KEY TAKEAWAYS
This is one of those conversations I've wanted to have for years. Tim Kerrison was the architect behind so much of what Team Sky and later Ineos did to dominate Grand Tours for the best part of a decade. The phrase "marginal gains" got thrown around until it lost all meaning, but sitting down with Tim you realise how much rigour sat behind the slogan.
We get into what actually produced results — and some of it will surprise you. The headline-grabbing stuff like custom pillows and skinsuit seams? Useful, sure, but Tim puts sleep quality and nutrition periodisation way above those in the hierarchy. He talks about how they structured altitude camps, how they individualised recovery protocols based on blood markers, and why the culture of questioning everything mattered more than any single intervention.

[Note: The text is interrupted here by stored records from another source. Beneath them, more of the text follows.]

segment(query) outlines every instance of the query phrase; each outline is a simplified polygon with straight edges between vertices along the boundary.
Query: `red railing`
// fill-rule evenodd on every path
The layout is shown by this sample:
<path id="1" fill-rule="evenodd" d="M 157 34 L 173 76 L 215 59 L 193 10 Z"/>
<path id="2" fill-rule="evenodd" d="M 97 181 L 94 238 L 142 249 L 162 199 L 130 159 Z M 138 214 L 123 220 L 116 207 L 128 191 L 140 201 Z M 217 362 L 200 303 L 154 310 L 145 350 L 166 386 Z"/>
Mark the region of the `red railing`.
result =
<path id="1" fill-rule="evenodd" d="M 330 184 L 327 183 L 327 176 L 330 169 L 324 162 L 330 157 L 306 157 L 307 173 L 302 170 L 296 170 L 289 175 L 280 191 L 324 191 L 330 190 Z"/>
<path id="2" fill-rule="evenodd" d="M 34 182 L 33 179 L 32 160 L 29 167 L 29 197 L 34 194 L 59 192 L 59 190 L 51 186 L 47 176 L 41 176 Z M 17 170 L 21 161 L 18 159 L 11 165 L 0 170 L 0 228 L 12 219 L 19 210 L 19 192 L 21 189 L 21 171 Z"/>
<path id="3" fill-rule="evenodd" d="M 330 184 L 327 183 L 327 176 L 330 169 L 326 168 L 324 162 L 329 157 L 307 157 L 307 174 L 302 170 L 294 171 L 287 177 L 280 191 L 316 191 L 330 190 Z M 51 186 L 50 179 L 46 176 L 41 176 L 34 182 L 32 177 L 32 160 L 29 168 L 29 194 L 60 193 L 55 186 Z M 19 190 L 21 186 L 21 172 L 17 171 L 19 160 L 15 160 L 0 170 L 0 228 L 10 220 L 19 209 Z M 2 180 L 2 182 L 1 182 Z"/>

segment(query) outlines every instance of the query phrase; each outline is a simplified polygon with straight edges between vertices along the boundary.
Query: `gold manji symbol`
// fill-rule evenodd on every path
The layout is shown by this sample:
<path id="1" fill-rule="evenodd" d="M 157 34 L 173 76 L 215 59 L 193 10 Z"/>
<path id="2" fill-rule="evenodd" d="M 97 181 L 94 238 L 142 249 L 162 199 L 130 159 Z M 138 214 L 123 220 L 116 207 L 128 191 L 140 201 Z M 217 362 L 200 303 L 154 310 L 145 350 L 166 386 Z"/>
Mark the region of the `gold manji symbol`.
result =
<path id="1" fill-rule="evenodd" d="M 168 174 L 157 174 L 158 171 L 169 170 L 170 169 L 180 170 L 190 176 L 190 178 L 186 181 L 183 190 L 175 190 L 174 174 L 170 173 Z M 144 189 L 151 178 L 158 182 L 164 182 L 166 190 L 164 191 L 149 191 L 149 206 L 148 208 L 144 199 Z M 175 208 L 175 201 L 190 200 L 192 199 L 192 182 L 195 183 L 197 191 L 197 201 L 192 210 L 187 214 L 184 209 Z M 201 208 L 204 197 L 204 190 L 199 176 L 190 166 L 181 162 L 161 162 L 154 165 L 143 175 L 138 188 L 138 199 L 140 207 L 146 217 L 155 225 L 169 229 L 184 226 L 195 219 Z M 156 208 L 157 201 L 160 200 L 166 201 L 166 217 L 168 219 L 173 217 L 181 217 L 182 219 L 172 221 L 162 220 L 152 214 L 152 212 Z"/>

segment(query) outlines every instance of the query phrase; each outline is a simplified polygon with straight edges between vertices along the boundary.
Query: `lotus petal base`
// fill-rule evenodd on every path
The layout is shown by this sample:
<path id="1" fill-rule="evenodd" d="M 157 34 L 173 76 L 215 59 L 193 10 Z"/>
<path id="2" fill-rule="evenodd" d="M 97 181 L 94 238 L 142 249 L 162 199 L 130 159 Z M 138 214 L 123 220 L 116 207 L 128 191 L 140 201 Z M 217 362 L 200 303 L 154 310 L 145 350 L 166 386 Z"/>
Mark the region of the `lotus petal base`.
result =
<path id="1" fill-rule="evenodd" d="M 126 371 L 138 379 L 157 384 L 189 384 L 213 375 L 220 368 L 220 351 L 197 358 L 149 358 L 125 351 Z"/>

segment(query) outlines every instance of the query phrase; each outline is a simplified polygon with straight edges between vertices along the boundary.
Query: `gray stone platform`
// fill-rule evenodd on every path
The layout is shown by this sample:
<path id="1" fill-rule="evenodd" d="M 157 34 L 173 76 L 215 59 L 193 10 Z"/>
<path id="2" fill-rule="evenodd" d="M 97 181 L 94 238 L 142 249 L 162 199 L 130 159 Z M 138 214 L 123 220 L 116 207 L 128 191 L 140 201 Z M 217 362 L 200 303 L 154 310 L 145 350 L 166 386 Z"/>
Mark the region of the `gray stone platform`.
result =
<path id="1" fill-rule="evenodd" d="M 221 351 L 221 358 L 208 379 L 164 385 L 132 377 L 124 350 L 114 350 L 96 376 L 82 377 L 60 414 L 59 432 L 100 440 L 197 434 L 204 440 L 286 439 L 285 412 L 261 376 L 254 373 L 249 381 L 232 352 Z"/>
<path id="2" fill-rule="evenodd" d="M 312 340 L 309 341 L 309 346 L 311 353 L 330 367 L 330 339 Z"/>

What I found most useful for our lot — the riders doing this around jobs and families — is Tim's take on where amateurs waste energy. We spend hours comparing tyre compounds when our sleep is a mess. We buy aero helmets but eat nothing on three-hour rides. Tim's message is clear: nail the fundamentals first, then worry about the margins.
We also get into some honest reflection on what didn't work. Not every idea survived testing, and Tim's willingness to bin things that looked good on paper but failed in practice is a lesson in itself.
Whether you're chasing a PB at your local time trial or just trying to get faster without burning out, there's something in this one for you.